Biopolymer-based delivery systems for advanced imaging and skeletal tissue-specific therapeutics.

There is considerable advantage in developing tissue-specific delivery systems for therapeutic and diagnostic applications. Synthetic water-soluble polymeric delivery systems have been developed to allow selective delivery of therapeutic and imaging agents to musculoskeletal tissues. For mineralized tissues, bone-targeting agents such as aspartic acid octapeptide could concentrate the polymer conjugates to bone surfaces including resorption sites, which was demonstrated with routine bone histomorphometry. For bone-associated soft tissues, other targeting approaches based on pathophysiological properties unique to the local tissue environment, such as the leaky vasculature in arthritic joints, were utilized to achieve the selective deposition of the polymeric delivery systems to the desired sites.
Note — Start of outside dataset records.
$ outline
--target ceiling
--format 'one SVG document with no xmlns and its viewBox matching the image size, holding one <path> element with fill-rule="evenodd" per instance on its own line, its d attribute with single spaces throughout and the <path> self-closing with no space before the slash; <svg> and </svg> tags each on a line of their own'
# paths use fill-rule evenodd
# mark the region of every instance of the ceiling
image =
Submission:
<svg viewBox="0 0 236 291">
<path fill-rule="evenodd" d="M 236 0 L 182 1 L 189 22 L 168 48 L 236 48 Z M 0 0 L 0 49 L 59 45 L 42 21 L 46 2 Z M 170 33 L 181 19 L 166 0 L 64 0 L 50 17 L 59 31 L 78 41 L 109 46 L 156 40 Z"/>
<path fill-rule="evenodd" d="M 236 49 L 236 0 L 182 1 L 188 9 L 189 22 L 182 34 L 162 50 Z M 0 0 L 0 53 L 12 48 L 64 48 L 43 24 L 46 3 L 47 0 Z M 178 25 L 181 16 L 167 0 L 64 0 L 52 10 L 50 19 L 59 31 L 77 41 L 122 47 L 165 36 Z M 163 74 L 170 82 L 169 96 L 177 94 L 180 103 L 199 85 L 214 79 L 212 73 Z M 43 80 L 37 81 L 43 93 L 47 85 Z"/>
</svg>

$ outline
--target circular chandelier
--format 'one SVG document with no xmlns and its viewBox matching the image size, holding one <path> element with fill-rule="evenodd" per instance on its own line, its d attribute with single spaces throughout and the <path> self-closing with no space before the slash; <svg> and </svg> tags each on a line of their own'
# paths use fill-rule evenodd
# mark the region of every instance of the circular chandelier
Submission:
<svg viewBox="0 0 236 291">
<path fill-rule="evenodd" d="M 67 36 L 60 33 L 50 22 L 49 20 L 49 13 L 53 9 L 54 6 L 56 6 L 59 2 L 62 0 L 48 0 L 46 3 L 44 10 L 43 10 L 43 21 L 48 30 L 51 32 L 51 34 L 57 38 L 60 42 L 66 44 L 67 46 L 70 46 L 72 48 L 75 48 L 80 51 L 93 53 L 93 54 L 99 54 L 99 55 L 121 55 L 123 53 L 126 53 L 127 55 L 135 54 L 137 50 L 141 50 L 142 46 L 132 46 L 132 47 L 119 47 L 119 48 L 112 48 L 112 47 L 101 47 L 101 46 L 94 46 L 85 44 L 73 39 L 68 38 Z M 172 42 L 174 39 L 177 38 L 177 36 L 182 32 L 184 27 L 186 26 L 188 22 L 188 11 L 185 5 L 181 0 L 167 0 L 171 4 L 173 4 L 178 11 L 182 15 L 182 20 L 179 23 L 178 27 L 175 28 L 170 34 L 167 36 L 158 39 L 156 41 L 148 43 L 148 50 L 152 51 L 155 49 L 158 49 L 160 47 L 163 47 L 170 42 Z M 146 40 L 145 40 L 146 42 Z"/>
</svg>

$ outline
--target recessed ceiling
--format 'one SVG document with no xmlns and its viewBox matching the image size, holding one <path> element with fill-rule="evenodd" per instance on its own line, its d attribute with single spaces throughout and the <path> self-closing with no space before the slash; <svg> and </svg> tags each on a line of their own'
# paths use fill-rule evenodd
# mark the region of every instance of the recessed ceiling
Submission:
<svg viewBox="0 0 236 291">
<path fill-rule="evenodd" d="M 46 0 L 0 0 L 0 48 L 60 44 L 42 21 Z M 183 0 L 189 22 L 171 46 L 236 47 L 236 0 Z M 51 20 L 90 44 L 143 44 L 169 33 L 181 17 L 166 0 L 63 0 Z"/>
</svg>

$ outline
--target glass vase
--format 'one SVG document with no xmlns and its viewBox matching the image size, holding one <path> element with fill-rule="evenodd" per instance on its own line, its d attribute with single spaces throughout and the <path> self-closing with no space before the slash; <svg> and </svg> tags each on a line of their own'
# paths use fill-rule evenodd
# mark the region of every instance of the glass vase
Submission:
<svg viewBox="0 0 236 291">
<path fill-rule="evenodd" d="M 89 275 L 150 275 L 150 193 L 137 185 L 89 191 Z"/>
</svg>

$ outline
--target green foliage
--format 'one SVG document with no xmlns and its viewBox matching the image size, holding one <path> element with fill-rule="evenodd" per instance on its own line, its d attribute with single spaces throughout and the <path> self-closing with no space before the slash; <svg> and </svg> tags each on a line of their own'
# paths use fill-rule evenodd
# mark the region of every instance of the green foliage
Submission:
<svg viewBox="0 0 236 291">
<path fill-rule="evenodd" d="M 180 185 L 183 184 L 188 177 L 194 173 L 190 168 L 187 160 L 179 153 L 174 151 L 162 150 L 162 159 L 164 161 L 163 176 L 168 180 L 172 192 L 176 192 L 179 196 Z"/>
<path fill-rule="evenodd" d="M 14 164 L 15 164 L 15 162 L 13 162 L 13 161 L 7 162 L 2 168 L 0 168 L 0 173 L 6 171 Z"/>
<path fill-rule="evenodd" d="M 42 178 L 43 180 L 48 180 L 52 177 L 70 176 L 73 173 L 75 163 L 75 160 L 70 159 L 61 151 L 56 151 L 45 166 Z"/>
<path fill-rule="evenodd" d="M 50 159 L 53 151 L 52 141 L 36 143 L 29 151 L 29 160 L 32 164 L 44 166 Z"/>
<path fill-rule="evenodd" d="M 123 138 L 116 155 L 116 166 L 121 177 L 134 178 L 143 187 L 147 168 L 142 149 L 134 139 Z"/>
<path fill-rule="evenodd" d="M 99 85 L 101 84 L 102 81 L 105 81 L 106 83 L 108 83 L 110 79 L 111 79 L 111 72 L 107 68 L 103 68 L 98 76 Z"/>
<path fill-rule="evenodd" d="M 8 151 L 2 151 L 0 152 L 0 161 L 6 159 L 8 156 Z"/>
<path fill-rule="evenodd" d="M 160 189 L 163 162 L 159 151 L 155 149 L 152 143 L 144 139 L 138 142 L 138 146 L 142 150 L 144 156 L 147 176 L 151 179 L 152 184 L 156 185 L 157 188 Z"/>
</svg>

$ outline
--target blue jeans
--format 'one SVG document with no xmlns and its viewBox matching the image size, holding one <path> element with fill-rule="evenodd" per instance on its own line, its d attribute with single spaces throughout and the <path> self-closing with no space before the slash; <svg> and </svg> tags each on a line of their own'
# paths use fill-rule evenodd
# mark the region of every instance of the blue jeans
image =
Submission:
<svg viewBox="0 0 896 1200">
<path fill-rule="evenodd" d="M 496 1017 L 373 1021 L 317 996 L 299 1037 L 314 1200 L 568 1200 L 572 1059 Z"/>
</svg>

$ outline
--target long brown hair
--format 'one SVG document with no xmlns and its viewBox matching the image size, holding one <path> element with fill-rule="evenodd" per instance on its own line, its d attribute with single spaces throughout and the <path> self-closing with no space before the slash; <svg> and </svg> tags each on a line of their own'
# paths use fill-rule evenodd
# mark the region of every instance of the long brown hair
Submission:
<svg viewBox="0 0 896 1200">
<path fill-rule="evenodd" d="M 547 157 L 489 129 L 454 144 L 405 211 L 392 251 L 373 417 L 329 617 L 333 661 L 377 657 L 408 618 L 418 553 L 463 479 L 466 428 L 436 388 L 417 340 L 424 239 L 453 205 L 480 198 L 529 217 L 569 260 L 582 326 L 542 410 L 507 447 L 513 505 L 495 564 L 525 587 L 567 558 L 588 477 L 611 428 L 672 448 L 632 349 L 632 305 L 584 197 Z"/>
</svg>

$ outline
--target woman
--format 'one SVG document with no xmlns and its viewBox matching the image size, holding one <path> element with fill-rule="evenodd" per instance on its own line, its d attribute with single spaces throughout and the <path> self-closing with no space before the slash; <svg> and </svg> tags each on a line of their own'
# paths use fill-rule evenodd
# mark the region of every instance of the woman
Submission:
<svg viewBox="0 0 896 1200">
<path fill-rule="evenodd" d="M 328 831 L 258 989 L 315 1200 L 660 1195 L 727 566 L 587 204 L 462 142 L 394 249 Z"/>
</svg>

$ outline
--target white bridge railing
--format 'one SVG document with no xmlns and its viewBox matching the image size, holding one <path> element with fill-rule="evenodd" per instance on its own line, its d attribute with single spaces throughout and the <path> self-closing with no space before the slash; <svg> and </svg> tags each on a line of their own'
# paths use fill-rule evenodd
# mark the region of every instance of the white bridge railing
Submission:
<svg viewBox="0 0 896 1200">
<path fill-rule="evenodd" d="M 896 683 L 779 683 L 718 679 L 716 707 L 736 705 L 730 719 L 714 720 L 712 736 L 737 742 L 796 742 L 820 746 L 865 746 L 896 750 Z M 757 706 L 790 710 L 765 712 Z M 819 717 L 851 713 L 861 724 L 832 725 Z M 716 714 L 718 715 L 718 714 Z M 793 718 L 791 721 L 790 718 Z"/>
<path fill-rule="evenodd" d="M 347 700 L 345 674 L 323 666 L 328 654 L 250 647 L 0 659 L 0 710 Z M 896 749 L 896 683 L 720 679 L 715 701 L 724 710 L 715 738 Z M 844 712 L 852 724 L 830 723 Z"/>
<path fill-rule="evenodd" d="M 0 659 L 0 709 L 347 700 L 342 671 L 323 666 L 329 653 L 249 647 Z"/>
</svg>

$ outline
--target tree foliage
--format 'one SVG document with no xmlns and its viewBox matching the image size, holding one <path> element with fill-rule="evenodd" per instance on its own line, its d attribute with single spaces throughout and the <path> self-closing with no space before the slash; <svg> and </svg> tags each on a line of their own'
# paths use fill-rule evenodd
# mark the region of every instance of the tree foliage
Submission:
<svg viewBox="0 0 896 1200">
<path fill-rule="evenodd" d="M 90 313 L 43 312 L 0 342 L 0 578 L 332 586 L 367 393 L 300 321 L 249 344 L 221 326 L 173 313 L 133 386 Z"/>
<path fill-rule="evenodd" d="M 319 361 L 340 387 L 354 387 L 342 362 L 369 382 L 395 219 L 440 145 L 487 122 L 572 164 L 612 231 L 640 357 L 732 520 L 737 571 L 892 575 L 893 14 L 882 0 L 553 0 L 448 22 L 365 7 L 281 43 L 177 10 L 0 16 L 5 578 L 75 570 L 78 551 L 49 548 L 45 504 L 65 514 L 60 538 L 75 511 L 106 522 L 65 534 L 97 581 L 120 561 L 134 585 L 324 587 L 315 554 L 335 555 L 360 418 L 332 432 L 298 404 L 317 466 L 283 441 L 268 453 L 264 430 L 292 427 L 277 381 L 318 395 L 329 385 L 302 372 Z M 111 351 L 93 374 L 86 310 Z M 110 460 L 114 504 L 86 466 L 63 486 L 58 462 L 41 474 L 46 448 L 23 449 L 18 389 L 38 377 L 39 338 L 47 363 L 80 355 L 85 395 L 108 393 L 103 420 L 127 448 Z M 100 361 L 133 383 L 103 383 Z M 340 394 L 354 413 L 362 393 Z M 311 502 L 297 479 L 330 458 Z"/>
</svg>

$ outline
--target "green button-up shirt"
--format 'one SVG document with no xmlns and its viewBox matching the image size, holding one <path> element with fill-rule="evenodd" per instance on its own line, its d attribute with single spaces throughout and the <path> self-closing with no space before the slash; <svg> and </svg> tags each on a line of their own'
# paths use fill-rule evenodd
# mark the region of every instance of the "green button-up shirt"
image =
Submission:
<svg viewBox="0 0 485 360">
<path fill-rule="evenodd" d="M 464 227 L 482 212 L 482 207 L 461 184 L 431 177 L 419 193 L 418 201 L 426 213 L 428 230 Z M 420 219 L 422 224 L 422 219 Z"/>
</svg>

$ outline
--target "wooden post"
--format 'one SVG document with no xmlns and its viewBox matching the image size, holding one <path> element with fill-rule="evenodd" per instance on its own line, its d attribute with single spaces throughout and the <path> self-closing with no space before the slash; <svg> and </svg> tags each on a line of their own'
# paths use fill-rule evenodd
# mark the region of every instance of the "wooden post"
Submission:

For this study, magnetic resonance imaging (MRI) was used to assess real-time pharmacokinetics and biodistribution of the MRI contrast agent conjugated polymer in major organs including skeletal tissues. The MRI data were then correlated with other standard imaging methods such as pQCT and DXA as well as routine histopathology and skeletal histomorphometry. Clearly, biopolymeric delivery systems may be used to improve the pharmacological and pharmacokinetic properties of different therapeutic agents for musculoskeletal diseases such as osteoporosis and arthritis. In addition, this or related technologies may also be useful to improve diagnosis and medical imaging with positron emission tomography, gamma scintigraphy, or other technologies.